On the last day of 2022, the group released a statement titled 'We quit'. In it, it made clear that its actions had not been enough, saying:
"Despite the blaring alarm on the climate and ecological emergency ringing loud and clear, very little has changed. Emissions continue to rise and our planet is dying at an accelerated rate.
"The root causes? A financial system prioritising profits over life, a media failing to inform the public and hold power to account, and a reckless government entrenched in corruption and suppressing the right to protest injustice."
As XR ground to a halt, it left behind a legacy: a vast number of people across the UK who brought a largely left-leaning perspective to environmental issues and had experience and training in campaigning and organising.
Crucially, XR's legacy is a largely populist one that rejects existing political institutions at a national level, while embracing localised political action, including local government. It's often activists from this network who are now running local environmental campaigns, climbing trees to bring down Tory councils, or blocking poorly designed solar farm proposals.
A new conservationism?
Movements cohere around a combination of shared concerns and compelling demands, but they build momentum through victories. And the green movement emerging across Britain has already secured a number of victories - from successfully stopping developments to the recent mass mobilisations of the nascent Right to Roam movement, which has drawn in thousands of people in a bid for access to the natural world, a new conservationism is building.
The common thread weaving together these victories is that nature should not be sacrificed anymore than local communities should continue to be neglected.

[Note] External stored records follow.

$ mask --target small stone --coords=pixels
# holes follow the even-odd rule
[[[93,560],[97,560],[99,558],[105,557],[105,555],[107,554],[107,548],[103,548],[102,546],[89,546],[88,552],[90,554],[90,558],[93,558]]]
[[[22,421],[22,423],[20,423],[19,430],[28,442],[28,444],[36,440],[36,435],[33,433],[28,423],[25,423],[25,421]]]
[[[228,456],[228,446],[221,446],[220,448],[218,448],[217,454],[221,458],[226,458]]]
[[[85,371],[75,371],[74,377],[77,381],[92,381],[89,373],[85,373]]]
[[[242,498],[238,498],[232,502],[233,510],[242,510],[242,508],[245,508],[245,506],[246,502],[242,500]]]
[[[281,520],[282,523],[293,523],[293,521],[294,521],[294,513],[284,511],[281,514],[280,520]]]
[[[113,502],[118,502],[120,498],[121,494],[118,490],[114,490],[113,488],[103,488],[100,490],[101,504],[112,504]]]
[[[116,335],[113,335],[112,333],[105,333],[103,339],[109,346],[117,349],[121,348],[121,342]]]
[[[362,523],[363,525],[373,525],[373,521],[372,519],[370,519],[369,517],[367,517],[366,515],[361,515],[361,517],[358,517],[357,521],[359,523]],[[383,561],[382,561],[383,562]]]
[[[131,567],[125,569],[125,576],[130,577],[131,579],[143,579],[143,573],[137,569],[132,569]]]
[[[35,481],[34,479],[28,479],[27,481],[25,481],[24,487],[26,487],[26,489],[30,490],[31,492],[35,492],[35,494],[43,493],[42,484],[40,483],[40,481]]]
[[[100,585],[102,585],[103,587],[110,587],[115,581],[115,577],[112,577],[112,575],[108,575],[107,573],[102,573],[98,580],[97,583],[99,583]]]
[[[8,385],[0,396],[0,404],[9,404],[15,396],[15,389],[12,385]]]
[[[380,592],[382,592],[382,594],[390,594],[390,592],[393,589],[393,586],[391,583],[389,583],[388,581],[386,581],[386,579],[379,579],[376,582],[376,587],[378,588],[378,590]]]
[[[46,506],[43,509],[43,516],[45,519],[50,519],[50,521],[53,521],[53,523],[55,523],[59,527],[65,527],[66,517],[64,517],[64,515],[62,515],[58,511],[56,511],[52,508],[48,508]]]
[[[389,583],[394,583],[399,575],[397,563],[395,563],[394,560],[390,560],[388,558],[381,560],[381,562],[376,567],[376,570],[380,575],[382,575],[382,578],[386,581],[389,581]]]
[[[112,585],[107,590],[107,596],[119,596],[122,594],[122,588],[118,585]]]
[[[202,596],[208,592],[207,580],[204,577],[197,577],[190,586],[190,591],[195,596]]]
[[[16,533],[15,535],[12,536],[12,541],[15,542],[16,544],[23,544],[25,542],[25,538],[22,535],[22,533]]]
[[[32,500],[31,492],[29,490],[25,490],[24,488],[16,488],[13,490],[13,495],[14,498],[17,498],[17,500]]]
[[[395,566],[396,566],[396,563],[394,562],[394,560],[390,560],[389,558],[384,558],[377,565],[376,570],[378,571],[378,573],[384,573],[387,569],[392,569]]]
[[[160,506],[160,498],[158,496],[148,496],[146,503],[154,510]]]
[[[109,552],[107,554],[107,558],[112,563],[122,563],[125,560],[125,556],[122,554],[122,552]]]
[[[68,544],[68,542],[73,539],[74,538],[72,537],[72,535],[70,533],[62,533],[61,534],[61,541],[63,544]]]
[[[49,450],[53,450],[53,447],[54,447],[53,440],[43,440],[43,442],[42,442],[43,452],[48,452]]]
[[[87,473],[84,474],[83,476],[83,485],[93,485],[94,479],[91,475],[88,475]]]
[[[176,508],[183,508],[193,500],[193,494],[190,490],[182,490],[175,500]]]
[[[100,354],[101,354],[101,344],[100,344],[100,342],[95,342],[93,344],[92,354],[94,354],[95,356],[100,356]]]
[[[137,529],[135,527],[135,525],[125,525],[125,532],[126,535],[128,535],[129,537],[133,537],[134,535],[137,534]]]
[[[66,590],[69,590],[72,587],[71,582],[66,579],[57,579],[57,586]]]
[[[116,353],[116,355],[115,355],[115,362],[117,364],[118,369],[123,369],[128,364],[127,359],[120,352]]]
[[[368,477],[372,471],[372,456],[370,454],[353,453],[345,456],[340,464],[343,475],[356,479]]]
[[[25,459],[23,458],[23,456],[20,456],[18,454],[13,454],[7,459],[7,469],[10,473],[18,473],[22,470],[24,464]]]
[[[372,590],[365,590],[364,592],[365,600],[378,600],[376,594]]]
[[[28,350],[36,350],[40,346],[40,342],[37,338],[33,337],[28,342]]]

Neglect underpinned the Brexit vote and is similarly driving the growing support for the Reform UK Party. But neglect - along with XR's legacy - is also behind a very different political response. In interview after interview, older voters across the UK tell journalists that their vote for the Greens is not a vote for themselves - it is a vote for their children and grandchildren.
In a small town in rural Suffolk, 81-year-old Francis Codling told the BBC of her four children, eight grandchildren and six great-grandchildren. "That's one of the main reasons why I wanted to vote for the Greens," she said. "I'm worried about their future and I'm worried about the climate. I want there to be a world here for them to enjoy."
Almost one in five XR protesters arrested for taking action were retired. When pressed on why they opposed local housing developments, rural residents frequently cite the lack of provision in development plans for young families. As openDemocracy reported last year, Green Party campaigners are often told by local residents that "the world is going to hell" and that they will be voting for them in the hopes they can do something about it.
Fears for the young are a cypher for the future. Not for fears that it won't exist, but that there is one worth fighting for. Contrary to the idea of climate change cancelling the future, the future here is the young. This movement seeks to protect the future by conserving the present.
What is missing from the 2024 British election is any sense of the future as anything other than more of the same. While conservation is typically seen as backwards-looking, holding onto that which has yet to be destroyed, this new conservation movement is perhaps better thought of as one of the few movements still looking to the future, still organising around the idea that there should be a tomorrow worth living in.
And that tomorrow should have decent jobs and affordable housing, education and health services but those things are only worthwhile if there are also rivers that can be swum in, fields to walk in, clean air to breathe, and woods in which to listen to birdsong.